IperionX arrives at its June 16 earnings event with short sellers pulling back even as the stock recovers — a shift in tone from the positioning picture that defined the previous preview ten days ago.
Short interest has retreated meaningfully over the past week. Bears have trimmed positions by roughly 4% in seven days, bringing short interest down to 8.6% of the free float — still a material level for a diversified metals name, but moving in the wrong direction for the bear case. Days to cover remain high at 17.7, reflecting how thinly traded the stock is relative to the short position. The borrow market itself is well-supplied: availability has widened sharply to 285%, up 36% week-on-week, meaning there is now nearly three times as much stock available to borrow as is currently borrowed. Borrowing costs have edged down slightly on the week at 3.3%, though they remain about a third higher than a month ago. The ORTEX short score has drifted lower — from 75.5 ten days ago to 72.5 now — consistent with that gradual unwind. The stock jumped 6.3% on Monday to A$5.44, its best single-session move in weeks, and is essentially flat on the week.
The bull case rests on two pillars that have not changed since the June 6 preview.

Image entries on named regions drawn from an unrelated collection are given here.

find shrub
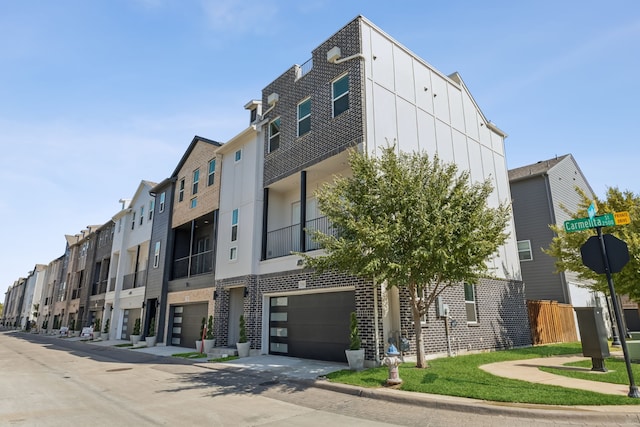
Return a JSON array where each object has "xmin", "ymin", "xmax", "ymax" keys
[
  {"xmin": 238, "ymin": 314, "xmax": 247, "ymax": 342},
  {"xmin": 349, "ymin": 311, "xmax": 360, "ymax": 350},
  {"xmin": 207, "ymin": 316, "xmax": 213, "ymax": 340}
]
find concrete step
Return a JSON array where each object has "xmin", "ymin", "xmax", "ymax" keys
[{"xmin": 207, "ymin": 347, "xmax": 238, "ymax": 359}]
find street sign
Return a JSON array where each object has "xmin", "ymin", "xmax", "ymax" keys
[
  {"xmin": 564, "ymin": 213, "xmax": 616, "ymax": 233},
  {"xmin": 613, "ymin": 211, "xmax": 631, "ymax": 225},
  {"xmin": 580, "ymin": 234, "xmax": 629, "ymax": 274}
]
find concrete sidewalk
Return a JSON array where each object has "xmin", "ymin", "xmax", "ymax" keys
[
  {"xmin": 88, "ymin": 340, "xmax": 640, "ymax": 416},
  {"xmin": 480, "ymin": 356, "xmax": 629, "ymax": 396}
]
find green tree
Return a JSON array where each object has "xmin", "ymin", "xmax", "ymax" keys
[
  {"xmin": 299, "ymin": 146, "xmax": 510, "ymax": 368},
  {"xmin": 543, "ymin": 187, "xmax": 640, "ymax": 302}
]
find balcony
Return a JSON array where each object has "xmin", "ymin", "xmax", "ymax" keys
[
  {"xmin": 91, "ymin": 279, "xmax": 107, "ymax": 295},
  {"xmin": 266, "ymin": 216, "xmax": 336, "ymax": 259},
  {"xmin": 173, "ymin": 251, "xmax": 213, "ymax": 279},
  {"xmin": 122, "ymin": 270, "xmax": 147, "ymax": 291}
]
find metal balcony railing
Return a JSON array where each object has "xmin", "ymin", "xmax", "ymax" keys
[
  {"xmin": 122, "ymin": 270, "xmax": 147, "ymax": 290},
  {"xmin": 267, "ymin": 216, "xmax": 336, "ymax": 259}
]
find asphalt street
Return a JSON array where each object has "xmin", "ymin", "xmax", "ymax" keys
[{"xmin": 0, "ymin": 332, "xmax": 638, "ymax": 427}]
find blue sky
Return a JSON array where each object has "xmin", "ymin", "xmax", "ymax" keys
[{"xmin": 0, "ymin": 0, "xmax": 640, "ymax": 296}]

Executive Chairman Todd Hannigan and CEO Taso Arima each made open-market purchases in late March and late April at prices between A$3.20 and A$4.50, committing a combined ~A$2.3 million of personal capital near the lows. Those positions are now materially in the money. The 90-day net insider position across the company remains firmly in buying territory at 1.43 million shares. Van Eck, the second-largest holder, added over 15 million shares as recently as May 31 — a 51% increase in its position — making it a conviction-sized bet from a firm that tracks critical minerals closely. A recent note flags a rare earth separation breakthrough at IperionX's processing facility, moving the company closer to production phase in the context of Western governments' drive for non-Chinese supply chains. The three buy-rated analysts on the stock carry no recent target changes in the data, so the consensus view has not shifted ahead of today.
The bear case is harder to dismiss entirely at 8.6% of float. A history of sharp downside reactions around events — including a 26% single-day drop and a 50% five-day loss following the March 12 event — means the short book is not irrational, even if it is shrinking. The previous print on April 27 produced an 8.3% gain and a 14.5% five-day move, showing the reaction profile is highly asymmetric and event-dependent. Peers are broadly moving in the same direction today: SBM gained 6.4%, AMI 10.3%, and A1M 10.5% on the session, suggesting sector tailwinds rather than company-specific momentum driving the Monday bounce.
Today's print is therefore less a test of whether the critical minerals thesis is intact and more a question of whether IperionX can show commercial progress — permitting, offtake, or capital allocation — that justifies the distance between the current price and the insider-implied value embedded in those late-April buys.